Lo peor que puede ocurrirle a una profecía es que se cumpla, y la
crisis del euro nos sitúa en esta posición a todos aquellos —más bien
pocos y con poca energía— que nos movilizamos contra el Tratado de
Maastricht. Basta realizar una búsqueda documental en las revistas
críticas como mientras tanto, o en los materiales que en su
momento elaboraron las plataformas críticas, para constatar que nos
encontramos en uno de los peores escenarios previstos por los analistas
críticos. Supongo que, como a muchos otros, a uno le entra la sensación
de padecer el síndrome de Casandra: el de la impotencia por no haber
convencido a suficiente gente en el pasado y el de la misma impotencia
por no poder impedir la catástrofe a la que nos condenan una serie de
malas decisiones.
Como dijimos entonces, el problema fundamental del euro era su
construcción como una mera unificación monetaria, sustentada en una
institución, el Banco Central Europeo, a la que sólo se le encargaba el
control de la inflación mientras, en cambio, estaban ausentes tanto una
política fiscal común como la creación de un marco estatal colectivo.

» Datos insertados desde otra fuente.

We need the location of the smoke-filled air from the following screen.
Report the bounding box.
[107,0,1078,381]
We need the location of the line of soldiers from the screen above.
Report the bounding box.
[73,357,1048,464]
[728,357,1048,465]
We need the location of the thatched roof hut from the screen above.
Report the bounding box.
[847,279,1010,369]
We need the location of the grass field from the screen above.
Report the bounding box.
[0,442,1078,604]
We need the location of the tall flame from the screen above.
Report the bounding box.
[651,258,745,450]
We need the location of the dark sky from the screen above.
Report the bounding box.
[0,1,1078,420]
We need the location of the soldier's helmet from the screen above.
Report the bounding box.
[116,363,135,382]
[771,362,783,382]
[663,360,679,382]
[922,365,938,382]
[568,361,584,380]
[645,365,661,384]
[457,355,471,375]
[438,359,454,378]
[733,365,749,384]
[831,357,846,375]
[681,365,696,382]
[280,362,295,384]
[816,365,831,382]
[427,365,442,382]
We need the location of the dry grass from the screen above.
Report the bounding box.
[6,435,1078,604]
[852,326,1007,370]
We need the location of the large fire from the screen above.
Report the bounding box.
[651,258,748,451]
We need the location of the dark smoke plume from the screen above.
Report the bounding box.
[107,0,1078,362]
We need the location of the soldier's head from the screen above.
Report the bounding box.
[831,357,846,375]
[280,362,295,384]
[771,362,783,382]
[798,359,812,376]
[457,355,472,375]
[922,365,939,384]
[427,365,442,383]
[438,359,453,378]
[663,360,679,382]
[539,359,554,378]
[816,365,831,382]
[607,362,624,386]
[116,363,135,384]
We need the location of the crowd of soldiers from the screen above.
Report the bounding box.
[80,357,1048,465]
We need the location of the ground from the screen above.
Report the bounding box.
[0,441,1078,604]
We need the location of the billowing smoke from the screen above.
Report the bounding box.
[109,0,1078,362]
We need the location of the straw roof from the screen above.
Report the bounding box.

Dado que los países integrantes de la Unión Europea mantenían entre sí
enormes diferencias en cuanto a estructura productiva, dimensión
económica y desarrollo del sector público, era previsible que estuvieran
sometidos a tensiones económicas de desigual magnitud, que serían en
muchos casos insoportables a falta de una política fiscal colectiva. De
hecho, el propio proceso de unificación podía acelerar estas tensiones.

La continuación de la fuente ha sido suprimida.